I know all too well what it’s like to muddle around in that darkness alone, and I know what it’s like to lose somebody in that place forever. I know this for sure: that feeling of quiet desperation, the voice that tells you that no one could possibly understand, is lying to you. I hear from women every day who tell me how they feel less than or broken or like they are doing something—or everything—wrong. Women who carry that same not-enough hunger I wrestle with. Women who have learned that same lesson I learned at sixteen, which is that in order to survive we need to hide our truths. The messy and the ugly and the painful don’t fit nicely into our conversation at school pickup or in the grocery aisles so they need to be avoided, stuffed down and hidden not just from each other but worse, from ourselves.
Which is, of course, probably the worst and most dangerous thing we can do. There’s tremendous power in speaking up and speaking out and speaking truth. If quiet and hidden suffering is the kind of suffering that kills people, speaking up is, I have no doubt, what can save us.
The first time I told the truth was shortly after my mother died. I don’t remember what I said but I know it was inelegant and weird and terrifying and then freeing and after I caught my breath, amazing. In fact it was so amazing that I got a little over-excited and decided from that moment on I would tell my truth to anyone who would listen: clerks in coffee shops or the person pumping my gas, the waitress taking my drink order, the guy who goes through our recycling bins each week looking for returnable cans. And if that wasn’t weird enough, I also started asking people to tell me theirs. I’d corner my friends or the parents of my kids’ friends or people I saw in the grocery store who I thought I recognized from the neighborhood and ask them how they were doing and then basically not accept “I’m fine” as an answer.
And yeah, it was super weird. People looked at me like I was crazy and let me tell you: if it’s human nature to want to keep our stories to ourselves, it’s even more human nature to not want to tell them to a crazy person. But I knew the stories needed to be told.
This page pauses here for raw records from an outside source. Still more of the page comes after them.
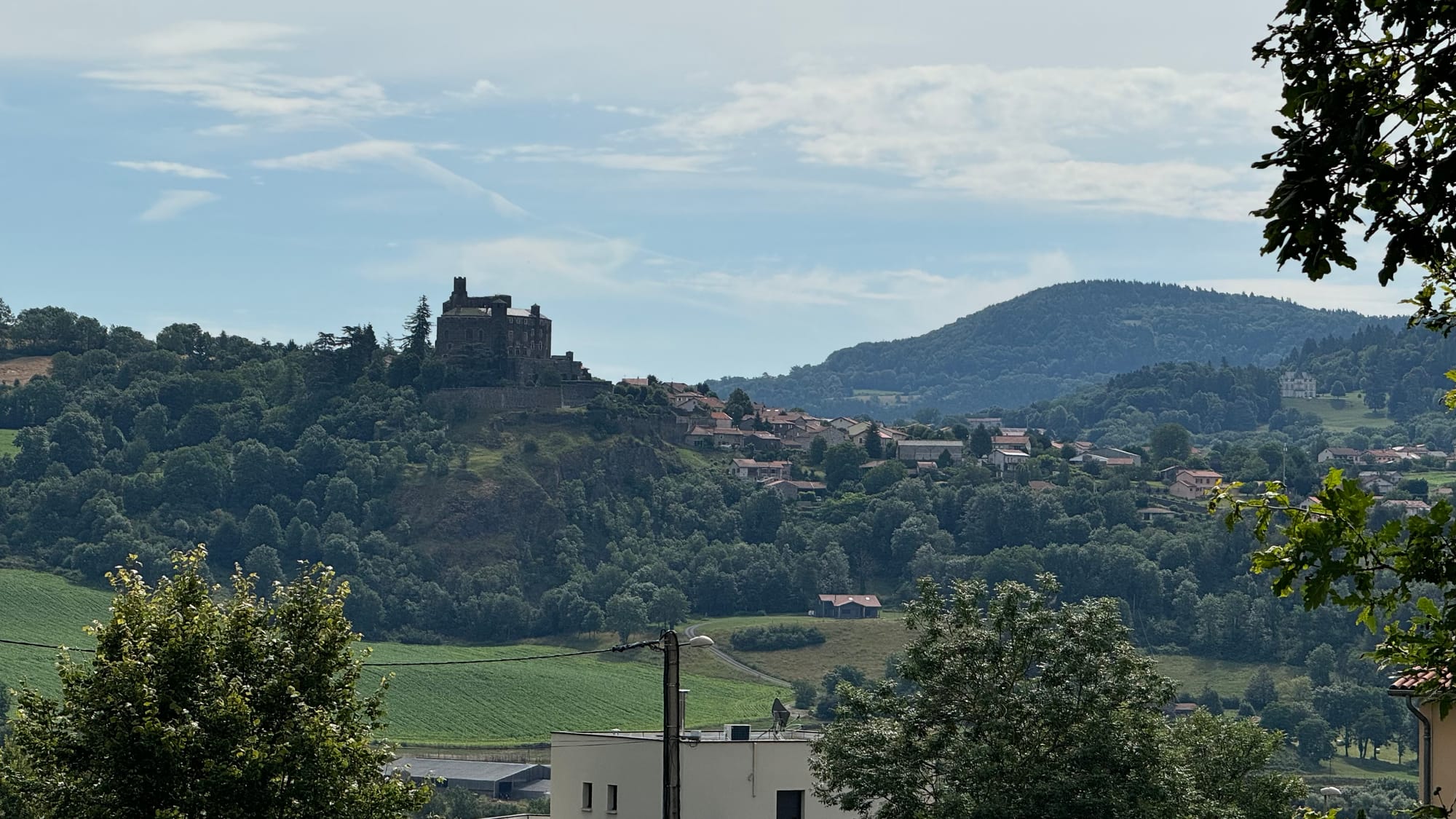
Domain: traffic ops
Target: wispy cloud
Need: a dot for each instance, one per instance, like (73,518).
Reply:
(483,90)
(1096,138)
(604,158)
(395,154)
(203,37)
(173,205)
(539,264)
(174,168)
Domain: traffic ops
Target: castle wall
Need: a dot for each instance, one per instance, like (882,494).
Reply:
(502,398)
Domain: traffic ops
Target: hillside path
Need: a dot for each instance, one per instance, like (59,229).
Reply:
(723,656)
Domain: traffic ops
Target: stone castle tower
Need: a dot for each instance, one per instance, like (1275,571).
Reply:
(510,344)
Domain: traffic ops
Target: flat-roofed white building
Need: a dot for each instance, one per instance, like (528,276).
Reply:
(620,774)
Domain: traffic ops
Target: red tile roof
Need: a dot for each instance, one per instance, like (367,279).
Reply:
(841,599)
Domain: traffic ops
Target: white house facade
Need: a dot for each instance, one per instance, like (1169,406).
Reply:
(620,774)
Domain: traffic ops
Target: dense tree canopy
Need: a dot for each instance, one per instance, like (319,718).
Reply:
(197,705)
(1366,139)
(1020,707)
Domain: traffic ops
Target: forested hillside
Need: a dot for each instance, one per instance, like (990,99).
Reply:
(491,528)
(1401,371)
(1052,341)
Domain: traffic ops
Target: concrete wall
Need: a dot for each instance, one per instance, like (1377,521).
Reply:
(721,780)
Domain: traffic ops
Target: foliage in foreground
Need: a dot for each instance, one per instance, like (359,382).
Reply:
(205,705)
(1023,708)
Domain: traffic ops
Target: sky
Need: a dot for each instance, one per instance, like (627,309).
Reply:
(688,190)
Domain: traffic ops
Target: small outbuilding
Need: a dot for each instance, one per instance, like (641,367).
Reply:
(850,606)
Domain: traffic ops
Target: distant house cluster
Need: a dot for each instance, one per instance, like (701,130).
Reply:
(1297,385)
(1346,456)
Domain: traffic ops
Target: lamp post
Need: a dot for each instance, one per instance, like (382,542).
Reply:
(672,716)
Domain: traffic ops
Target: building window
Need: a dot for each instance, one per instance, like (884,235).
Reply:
(791,804)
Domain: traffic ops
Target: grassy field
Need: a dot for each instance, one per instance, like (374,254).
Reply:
(1343,420)
(864,643)
(1225,676)
(484,704)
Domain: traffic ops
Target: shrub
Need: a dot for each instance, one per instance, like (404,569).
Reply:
(775,637)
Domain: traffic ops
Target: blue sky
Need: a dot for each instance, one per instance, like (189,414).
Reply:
(687,191)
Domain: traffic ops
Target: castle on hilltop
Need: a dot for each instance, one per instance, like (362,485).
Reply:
(500,343)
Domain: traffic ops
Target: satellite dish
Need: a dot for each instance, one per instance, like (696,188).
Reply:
(781,716)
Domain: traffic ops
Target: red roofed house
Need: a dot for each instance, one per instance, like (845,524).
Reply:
(1436,736)
(850,606)
(1192,484)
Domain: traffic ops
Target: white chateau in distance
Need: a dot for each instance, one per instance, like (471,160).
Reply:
(1297,385)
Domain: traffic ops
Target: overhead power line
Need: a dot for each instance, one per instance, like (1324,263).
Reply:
(475,662)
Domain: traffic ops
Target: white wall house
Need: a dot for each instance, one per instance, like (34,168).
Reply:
(620,775)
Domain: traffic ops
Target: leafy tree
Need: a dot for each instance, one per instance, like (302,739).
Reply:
(1364,141)
(818,449)
(627,614)
(1262,688)
(739,405)
(1320,663)
(1021,708)
(1171,442)
(1333,554)
(199,704)
(874,448)
(981,442)
(1315,740)
(669,606)
(842,464)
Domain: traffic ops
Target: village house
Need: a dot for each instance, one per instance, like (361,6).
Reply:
(751,470)
(1192,484)
(1008,459)
(732,774)
(1436,735)
(1339,455)
(797,490)
(1109,456)
(499,780)
(1407,507)
(914,451)
(1013,442)
(1155,513)
(1297,385)
(850,606)
(1380,483)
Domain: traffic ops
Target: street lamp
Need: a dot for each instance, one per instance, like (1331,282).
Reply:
(672,714)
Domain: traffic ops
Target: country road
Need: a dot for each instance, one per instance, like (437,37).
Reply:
(723,656)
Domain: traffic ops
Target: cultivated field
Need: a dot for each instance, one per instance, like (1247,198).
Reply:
(483,704)
(25,369)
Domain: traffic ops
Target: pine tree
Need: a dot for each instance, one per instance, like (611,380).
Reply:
(417,328)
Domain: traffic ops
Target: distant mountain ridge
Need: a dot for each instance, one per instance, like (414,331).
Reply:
(1052,341)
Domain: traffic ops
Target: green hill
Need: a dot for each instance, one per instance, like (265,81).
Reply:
(459,705)
(1048,343)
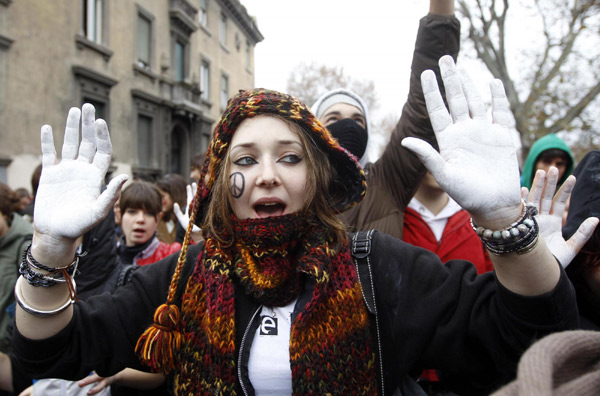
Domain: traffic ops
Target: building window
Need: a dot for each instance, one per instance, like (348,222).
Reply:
(145,140)
(224,91)
(144,41)
(94,88)
(92,20)
(203,13)
(248,53)
(100,106)
(205,80)
(223,30)
(179,61)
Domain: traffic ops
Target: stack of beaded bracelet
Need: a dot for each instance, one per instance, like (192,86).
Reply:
(29,270)
(520,237)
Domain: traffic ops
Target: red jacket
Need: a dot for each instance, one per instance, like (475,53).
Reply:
(458,241)
(156,251)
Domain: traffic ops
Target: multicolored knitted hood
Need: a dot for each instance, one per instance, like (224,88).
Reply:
(158,345)
(348,182)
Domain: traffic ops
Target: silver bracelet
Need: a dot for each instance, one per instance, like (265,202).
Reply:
(38,312)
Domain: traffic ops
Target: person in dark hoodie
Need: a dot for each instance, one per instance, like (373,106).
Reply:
(584,270)
(100,271)
(15,235)
(547,151)
(394,178)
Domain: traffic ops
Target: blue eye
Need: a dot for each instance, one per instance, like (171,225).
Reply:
(245,161)
(291,159)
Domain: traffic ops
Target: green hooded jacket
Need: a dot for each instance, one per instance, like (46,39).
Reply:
(550,141)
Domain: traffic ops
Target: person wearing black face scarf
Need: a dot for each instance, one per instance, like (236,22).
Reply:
(393,179)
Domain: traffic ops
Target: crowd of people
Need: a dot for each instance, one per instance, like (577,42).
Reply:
(291,264)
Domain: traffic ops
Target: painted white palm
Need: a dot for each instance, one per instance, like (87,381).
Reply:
(69,201)
(477,163)
(551,208)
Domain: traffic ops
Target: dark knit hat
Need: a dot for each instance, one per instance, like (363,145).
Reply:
(348,185)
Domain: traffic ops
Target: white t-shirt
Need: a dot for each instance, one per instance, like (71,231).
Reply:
(438,222)
(269,363)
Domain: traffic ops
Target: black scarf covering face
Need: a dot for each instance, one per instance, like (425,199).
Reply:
(350,136)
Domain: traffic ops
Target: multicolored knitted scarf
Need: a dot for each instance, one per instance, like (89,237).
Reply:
(330,342)
(330,346)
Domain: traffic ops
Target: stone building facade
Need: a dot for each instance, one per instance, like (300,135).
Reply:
(158,71)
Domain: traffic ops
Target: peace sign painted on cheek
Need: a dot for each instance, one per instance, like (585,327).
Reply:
(237,184)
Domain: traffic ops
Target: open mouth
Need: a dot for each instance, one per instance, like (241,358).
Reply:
(269,209)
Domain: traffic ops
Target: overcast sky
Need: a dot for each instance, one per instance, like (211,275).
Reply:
(371,40)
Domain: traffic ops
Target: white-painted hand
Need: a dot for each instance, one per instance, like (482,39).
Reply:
(68,201)
(477,163)
(551,208)
(184,218)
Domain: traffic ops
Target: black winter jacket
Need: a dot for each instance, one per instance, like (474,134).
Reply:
(428,315)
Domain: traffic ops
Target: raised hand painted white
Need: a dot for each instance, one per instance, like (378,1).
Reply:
(68,202)
(477,163)
(551,208)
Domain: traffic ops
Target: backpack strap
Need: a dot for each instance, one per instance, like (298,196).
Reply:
(361,249)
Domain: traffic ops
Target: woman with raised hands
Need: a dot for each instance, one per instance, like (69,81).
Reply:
(273,301)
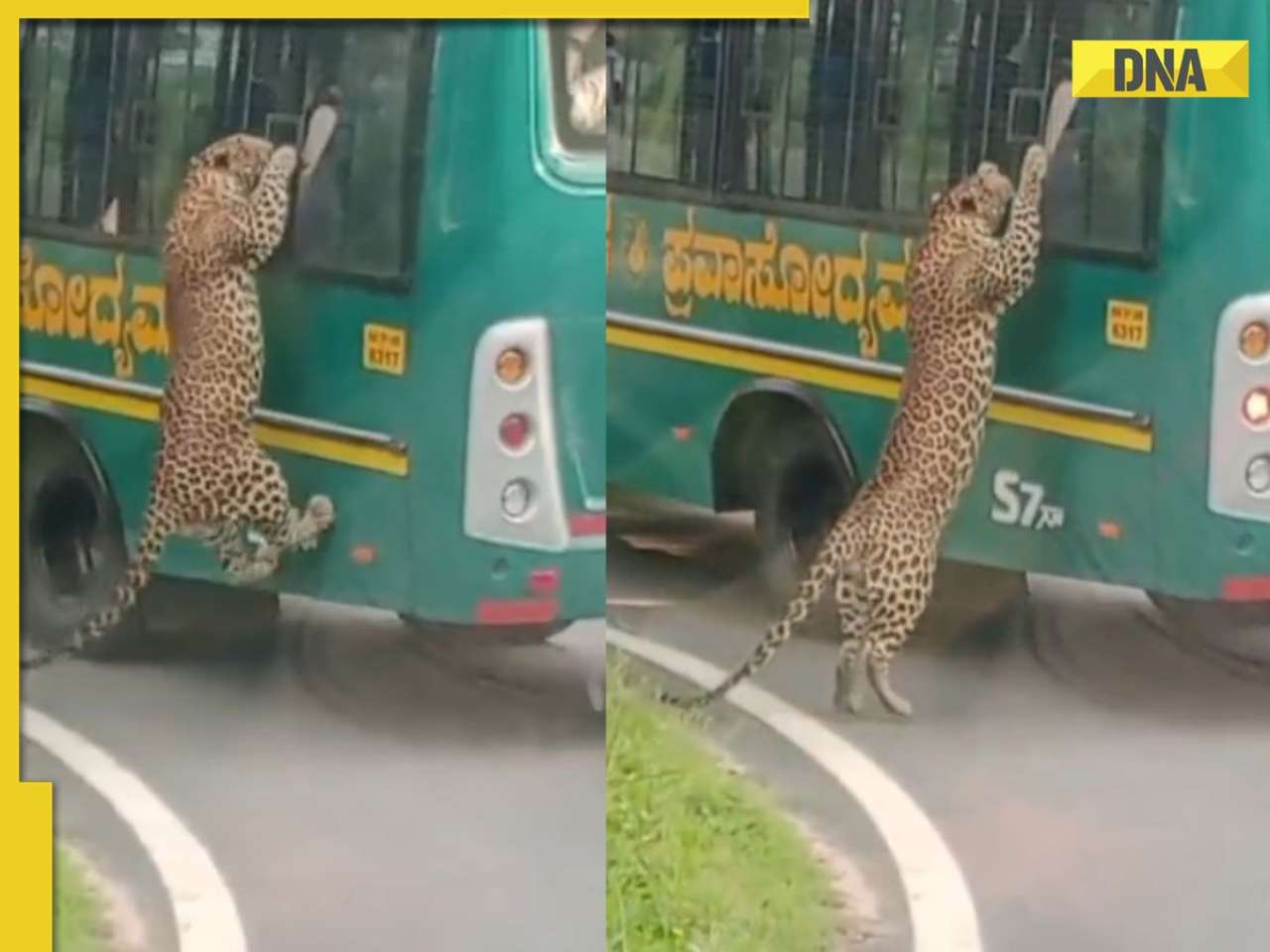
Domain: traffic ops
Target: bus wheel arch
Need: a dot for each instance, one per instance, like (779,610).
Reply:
(71,544)
(780,453)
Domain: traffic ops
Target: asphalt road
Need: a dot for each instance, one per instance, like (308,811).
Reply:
(358,787)
(1103,785)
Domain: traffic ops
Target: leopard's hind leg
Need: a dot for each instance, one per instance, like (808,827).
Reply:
(267,508)
(851,599)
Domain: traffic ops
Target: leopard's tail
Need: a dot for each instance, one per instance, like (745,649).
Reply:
(825,569)
(122,599)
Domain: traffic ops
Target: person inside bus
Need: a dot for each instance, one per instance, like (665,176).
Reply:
(318,204)
(1064,202)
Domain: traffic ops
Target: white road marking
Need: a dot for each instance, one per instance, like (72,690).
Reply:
(939,900)
(207,919)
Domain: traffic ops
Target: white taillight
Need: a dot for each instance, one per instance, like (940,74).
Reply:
(1256,407)
(1257,475)
(1238,449)
(517,499)
(512,493)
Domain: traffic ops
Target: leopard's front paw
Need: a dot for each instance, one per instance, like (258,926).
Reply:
(1035,163)
(285,159)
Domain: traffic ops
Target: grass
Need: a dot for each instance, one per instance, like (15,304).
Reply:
(698,858)
(79,920)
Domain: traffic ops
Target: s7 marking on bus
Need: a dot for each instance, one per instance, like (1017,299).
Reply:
(1017,502)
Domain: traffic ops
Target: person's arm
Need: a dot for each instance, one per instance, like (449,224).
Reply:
(321,127)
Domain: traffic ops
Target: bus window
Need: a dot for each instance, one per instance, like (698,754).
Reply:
(665,85)
(350,209)
(579,84)
(870,107)
(108,154)
(66,76)
(1102,184)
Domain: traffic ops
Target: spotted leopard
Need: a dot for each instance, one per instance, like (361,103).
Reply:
(212,480)
(881,551)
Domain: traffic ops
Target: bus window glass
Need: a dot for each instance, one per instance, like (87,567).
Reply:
(663,86)
(1105,168)
(66,76)
(849,108)
(578,84)
(111,113)
(870,107)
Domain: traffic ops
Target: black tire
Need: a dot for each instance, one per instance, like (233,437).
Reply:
(1232,634)
(194,619)
(72,555)
(71,543)
(802,490)
(483,635)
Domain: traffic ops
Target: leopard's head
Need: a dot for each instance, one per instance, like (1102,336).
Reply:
(235,162)
(976,203)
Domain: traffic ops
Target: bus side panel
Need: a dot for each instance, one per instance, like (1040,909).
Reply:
(1053,343)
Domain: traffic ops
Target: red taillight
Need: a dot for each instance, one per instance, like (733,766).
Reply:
(1256,407)
(588,524)
(517,611)
(513,431)
(544,581)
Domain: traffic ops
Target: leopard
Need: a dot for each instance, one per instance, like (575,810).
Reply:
(879,555)
(212,480)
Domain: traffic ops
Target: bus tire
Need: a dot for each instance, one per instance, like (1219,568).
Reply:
(199,619)
(797,499)
(71,546)
(1234,635)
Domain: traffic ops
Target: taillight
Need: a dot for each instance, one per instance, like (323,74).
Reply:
(515,431)
(517,499)
(1255,340)
(1257,475)
(1256,407)
(512,366)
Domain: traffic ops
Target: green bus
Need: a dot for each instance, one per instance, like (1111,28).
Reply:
(767,185)
(432,321)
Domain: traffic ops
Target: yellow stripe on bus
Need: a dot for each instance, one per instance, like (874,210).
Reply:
(1125,435)
(271,434)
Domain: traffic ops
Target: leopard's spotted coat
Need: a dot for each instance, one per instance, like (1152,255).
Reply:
(881,551)
(211,479)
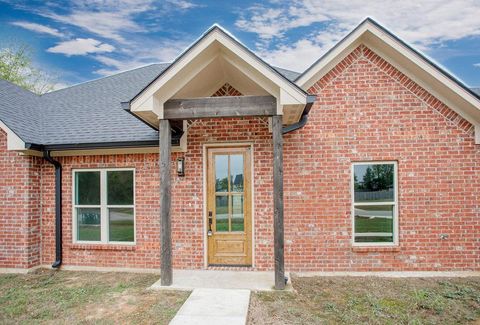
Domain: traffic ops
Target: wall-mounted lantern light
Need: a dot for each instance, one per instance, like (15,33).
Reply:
(181,166)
I remembered the priest’s homily. I remembered the decorative apple. And I knew this was how we saved lives, even if it was too late to save my mother. Maybe I could save someone else. Maybe, even, I could still save myself.
So I sat down and I started writing. I had no training and no idea what I was doing except one guiding rule and that was this: I wanted to tell the truth, no matter what. I made a blog and I started telling stories to my fifteen followers and it felt like the only true work I had ever done towards healing the hole in my life. And then people started to respond and a community grew out of that and there is one thing now that I know for sure and that is this: telling the truth has changed everything.
The stories in this book, like this one, are pieces of a life. They’re the lessons I’ve learned in between the moments of great pain and indescribable beauty. I tell them to you for two reasons. One, so you know you are not alone in any of this. And two, because simply, they are the truth. And telling the truth will set us free.